By Paul Akiwumi, Director for Africa and Least Developed Countries, UNCTAD
Small island developing states (SIDS) are the most economically vulnerable of all groups of developing countries, according to the Economic Vulnerability Index. They are particularly vulnerable to natural, economic and health-related shocks beyond domestic control. The growing frequency and intensity of these climate shocks is a direct consequence of being in climate-sensitive areas or seismic zones, as well as the islands’ smallness. From commodities to manufactured spare parts, these states also rely heavily on imports of food and fuel, leaving them at the mercy of price spikes and shortages of essential goods.
SIDS are increasingly vulnerable to natural hazards
SIDS’ geographical conditions make them highly vulnerable to natural disasters, particularly those caused by climate change. In the Caribbean alone, the damage caused by climate-related and earth-related hazards is estimated at USD 12.6 billion per year. Before the 2000s, SIDS endured fewer than ten major natural disasters per year. Over the past two decades, 20 major natural disasters have struck SIDS each year. These add to other climate-related phenomena most SIDS are prone to, such as coastal erosion, flooding and permanent land submersion resulting from rising sea levels. Indeed, most of SIDS’ territorial surface is a mere 3 to 4 metres above sea level. Due to greenhouse gas (GHG) emissions altering the ocean and SIDS coastal habitats, communities in low-lying atoll countries such as Maldives, the Marshall Islands, Kiribati and Tuvalu, may be forced to move if sea levels rise above a metre.

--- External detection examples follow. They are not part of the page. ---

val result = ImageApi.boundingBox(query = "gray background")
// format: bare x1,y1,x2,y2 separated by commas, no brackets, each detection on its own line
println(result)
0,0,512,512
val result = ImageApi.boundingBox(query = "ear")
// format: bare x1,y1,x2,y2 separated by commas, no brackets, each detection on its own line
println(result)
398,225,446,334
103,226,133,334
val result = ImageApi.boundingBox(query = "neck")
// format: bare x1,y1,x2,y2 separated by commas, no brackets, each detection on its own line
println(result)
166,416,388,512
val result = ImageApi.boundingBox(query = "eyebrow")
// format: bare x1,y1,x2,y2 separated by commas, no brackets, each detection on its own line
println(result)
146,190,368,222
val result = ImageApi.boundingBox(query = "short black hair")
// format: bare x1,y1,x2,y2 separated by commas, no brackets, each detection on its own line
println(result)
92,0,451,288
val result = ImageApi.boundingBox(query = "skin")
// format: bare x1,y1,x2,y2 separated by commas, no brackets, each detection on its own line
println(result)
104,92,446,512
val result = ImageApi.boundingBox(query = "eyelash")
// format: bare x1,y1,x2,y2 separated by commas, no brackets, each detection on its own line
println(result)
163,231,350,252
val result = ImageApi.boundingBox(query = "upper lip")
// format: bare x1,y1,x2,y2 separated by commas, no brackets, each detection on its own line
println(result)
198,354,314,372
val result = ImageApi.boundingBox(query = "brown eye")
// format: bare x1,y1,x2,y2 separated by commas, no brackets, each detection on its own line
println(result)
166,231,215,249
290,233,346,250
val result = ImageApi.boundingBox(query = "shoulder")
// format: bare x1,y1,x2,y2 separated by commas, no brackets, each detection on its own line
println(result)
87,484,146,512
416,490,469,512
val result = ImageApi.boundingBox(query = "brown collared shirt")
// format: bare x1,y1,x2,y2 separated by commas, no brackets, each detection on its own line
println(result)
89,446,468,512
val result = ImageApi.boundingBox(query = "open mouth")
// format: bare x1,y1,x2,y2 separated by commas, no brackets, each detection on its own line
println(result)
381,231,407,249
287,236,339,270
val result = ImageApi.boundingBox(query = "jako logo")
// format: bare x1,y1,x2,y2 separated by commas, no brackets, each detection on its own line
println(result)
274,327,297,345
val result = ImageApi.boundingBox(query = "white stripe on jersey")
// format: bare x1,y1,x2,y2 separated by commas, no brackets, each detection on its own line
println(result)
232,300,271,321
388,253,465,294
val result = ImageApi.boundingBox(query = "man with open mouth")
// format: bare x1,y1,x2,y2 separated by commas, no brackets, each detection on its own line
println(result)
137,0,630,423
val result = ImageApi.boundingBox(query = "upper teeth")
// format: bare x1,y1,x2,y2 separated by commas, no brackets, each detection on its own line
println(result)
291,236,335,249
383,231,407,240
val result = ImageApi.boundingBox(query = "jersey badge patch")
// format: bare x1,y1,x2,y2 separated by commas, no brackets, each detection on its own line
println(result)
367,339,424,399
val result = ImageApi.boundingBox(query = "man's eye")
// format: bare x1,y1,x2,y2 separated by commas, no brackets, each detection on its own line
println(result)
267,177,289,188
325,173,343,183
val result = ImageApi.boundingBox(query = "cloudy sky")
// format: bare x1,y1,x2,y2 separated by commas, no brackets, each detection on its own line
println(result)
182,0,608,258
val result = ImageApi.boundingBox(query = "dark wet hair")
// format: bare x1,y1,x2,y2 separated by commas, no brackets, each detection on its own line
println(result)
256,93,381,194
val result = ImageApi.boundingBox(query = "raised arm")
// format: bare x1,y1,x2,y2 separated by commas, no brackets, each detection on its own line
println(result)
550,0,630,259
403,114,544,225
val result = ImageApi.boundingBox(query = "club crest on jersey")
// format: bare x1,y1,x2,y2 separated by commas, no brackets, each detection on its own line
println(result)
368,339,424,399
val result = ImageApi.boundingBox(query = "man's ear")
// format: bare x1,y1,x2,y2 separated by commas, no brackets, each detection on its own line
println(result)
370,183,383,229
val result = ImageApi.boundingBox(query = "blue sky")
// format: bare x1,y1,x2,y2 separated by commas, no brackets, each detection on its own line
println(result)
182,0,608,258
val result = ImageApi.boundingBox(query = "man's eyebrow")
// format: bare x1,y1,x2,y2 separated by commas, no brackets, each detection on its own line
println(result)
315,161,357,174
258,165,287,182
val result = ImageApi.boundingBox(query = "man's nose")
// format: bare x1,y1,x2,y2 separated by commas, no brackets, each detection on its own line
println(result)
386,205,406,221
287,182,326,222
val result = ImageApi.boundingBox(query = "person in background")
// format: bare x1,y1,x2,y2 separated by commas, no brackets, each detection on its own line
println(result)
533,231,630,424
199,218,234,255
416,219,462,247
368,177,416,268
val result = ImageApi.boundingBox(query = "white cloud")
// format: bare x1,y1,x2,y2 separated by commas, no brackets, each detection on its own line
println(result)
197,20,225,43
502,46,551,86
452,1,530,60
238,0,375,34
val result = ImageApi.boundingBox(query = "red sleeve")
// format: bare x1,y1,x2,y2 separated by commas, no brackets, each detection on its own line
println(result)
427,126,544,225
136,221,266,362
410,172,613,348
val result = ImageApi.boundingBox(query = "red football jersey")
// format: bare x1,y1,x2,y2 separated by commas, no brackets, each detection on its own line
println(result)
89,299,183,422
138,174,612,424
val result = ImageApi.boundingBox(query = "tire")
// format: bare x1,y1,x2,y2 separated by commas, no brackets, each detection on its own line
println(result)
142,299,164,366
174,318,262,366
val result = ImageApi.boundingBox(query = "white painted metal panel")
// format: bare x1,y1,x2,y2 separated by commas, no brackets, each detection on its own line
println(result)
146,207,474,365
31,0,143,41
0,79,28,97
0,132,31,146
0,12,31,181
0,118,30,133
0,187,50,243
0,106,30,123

SIDS leaders have called for a mix of dedicated solutions to help SIDS recover and reconstruct from recent shocks in the short run and achieve transformational progress in the long run through more diversified and resilient economies.
Climate finance for SIDS is shockingly small
For SIDS, enhancing resilience to more frequent and intense natural disasters means mobilising more domestic and foreign resources for adaptation and mitigation. However, the COVID-19 pandemic has deprived many SIDS of tourism revenues – a crucial source of income for disaster risk reduction. In this context, climate finance is of particular interest to SIDS policymakers because of its role in funnelling resources to building climate-related resilience. However, at present, SIDS have little access to climate finance. Despite being hit hard by climate change while only contributing to 1% of global carbon dioxide emissions, they only had access to USD 1.5 billion out of US 100 billion in climate finance pledged to developing countries in 2019.
At UNCTAD15 in October 2021, SIDS called for a change in the criteria for allocating concessionary support to their countries. They asked for more emphasis on the vulnerability criterion, instead of prosperity, as conventionally captured through per capita income. Later, in November 2021, Prime Ministers Gaston Browne of Antigua and Barbuda and Kausea Natano of Tuvalu signed a historic accord establishing a SIDS commission, providing a mechanism for the largest climate change contributors to compensate SIDS for the climate hazards they face.
Building resilience is key to achieving economic progress
Financial solutions that blend public and private investment while expanding financial support on concessional terms are central to fostering SIDS’ resilience. SIDS have deplored the absence of a SIDS-specific window under the Green Climate Fund. Furthermore, the Finance ministers from the V20 Group of climate vulnerable and developing economies, a third of which are SIDS, has recently pushed for partnerships with the G7 and G20 in order to ensure the inclusion of vulnerable economies in their decision-making processes.
In this context, a potentially interesting example of how the Green Climate Fund could work for SIDS is that of the financial support it provided to the Development Bank of Southern Africa. Thanks to the support, the bank was able to create a climate finance facility involving a capital of USD 171 million for the implementation of climate adaptation projects.
Debt-for-climate swaps are another interesting climate finance vehicle for SIDS. These swaps consist of the creditor forgiving debt in return for the debtor’s commitment to spend the foregone debt service payment on climate adaptation projects. Belize, a small continental developing state, negotiated a USD 8.5 million debt forgiveness swap for a climate adaptation programme involving 300 000 acres of rainforest conservation and 48 grants for managing protected areas.
UNCTAD sees three crucial ways of supporting SIDS going forward: raising the visibility of island vulnerability issues; identifying mechanisms to boost island resilience-building efforts; and providing a range of advisory services, including supporting SIDS to graduate from the least developed country category.